Clearing cache in the browser

9thDec 2017 by Andrew Betts

ABOUT THE AUTHOR

Andrew Betts (@triblondon) is a web developer and principal developer advocate for Fastly, working with developers across the world to help make the web faster, more secure, more reliable and easier to work with. He founded a web consultancy which was ultimately acquired by the Financial Times, led the team that created the FT's pioneering HTML5 web app, and founded the FT's Labs division. He is also an elected member of the W3C Technical Architecture Group, a committee of nine people who guide the development of the World Wide Web.

Caching assets in the browser is the most common and most obvious way to improve front end performance. But at some point every developer accidentally makes a bad release of an asset with a long cache lifetime. There is a way back! Here’s how to throw the kill-switch.

If you’re a web developer, you, like me, have probably reached that moment in your career when you accidentally shipped a bad release of a front-end asset. And you gave it a cache lifetime of 30 years. Bad news. Your users are screwed until they manually clear their cache. Or are they?
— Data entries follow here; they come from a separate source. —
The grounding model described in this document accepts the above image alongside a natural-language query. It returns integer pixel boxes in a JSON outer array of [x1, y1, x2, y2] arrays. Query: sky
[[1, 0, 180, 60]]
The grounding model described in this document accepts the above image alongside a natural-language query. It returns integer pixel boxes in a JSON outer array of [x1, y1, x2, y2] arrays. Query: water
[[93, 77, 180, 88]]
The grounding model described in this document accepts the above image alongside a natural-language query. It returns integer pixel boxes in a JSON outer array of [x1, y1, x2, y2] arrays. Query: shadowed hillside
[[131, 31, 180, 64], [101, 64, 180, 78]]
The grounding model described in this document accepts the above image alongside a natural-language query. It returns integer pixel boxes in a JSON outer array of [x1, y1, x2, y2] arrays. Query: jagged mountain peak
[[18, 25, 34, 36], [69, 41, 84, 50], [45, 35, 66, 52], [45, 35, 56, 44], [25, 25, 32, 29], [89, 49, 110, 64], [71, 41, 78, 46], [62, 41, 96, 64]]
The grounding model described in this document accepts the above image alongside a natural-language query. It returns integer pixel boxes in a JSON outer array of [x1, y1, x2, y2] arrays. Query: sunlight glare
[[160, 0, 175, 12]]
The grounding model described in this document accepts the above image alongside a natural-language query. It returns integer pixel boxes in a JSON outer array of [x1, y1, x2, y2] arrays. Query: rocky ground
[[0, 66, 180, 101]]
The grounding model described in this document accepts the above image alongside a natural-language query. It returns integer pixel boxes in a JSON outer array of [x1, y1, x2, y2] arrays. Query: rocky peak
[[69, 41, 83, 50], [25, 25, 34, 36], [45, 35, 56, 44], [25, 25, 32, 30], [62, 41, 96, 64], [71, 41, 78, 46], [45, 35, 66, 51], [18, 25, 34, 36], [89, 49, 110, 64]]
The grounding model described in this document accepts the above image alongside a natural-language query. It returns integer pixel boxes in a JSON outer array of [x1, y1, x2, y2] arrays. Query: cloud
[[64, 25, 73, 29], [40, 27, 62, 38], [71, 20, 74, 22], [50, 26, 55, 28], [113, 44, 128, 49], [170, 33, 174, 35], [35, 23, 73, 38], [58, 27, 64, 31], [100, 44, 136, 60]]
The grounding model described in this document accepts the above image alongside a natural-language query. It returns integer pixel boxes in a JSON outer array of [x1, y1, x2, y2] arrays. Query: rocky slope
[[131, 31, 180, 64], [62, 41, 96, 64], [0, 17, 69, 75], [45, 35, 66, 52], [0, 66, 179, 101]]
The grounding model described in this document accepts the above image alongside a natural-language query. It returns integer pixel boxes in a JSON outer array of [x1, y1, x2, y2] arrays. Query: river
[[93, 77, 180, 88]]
I had breakfast recently with Steve Souders, and this being Steve, the breakfast lasted 3 hours and I left with brainache. One of the things Steve prompted me to think about was this problem: how do we invalidate an object in browser cache, before its cache freshness expires. His worry is less about shipping the wrong cache lifetime by accident but planning to be able to update his Speedcurve LUX script quickly without having to give it a short TTL. Turns out there are lots of ways of doing this.

In all of these solutions, I’m assuming you know the URL of the asset you want to purge, and that your app is still making at least some kind of request to your server for something in which we can embed executable JavaScript, so either a script or an HTML page.

location.reload(true)

Our first solution is one Steve and Stoyan came up with in 2012, and takes advantage of the fact that the reload() method of the location object takes a forcedReload boolean param, which MDN notes:

Is a Boolean flag, which, when it is true, causes the page to always be reloaded from the server

Will it load all the page’s resources from the server regardless of whether they are currently in cache, or just the top document?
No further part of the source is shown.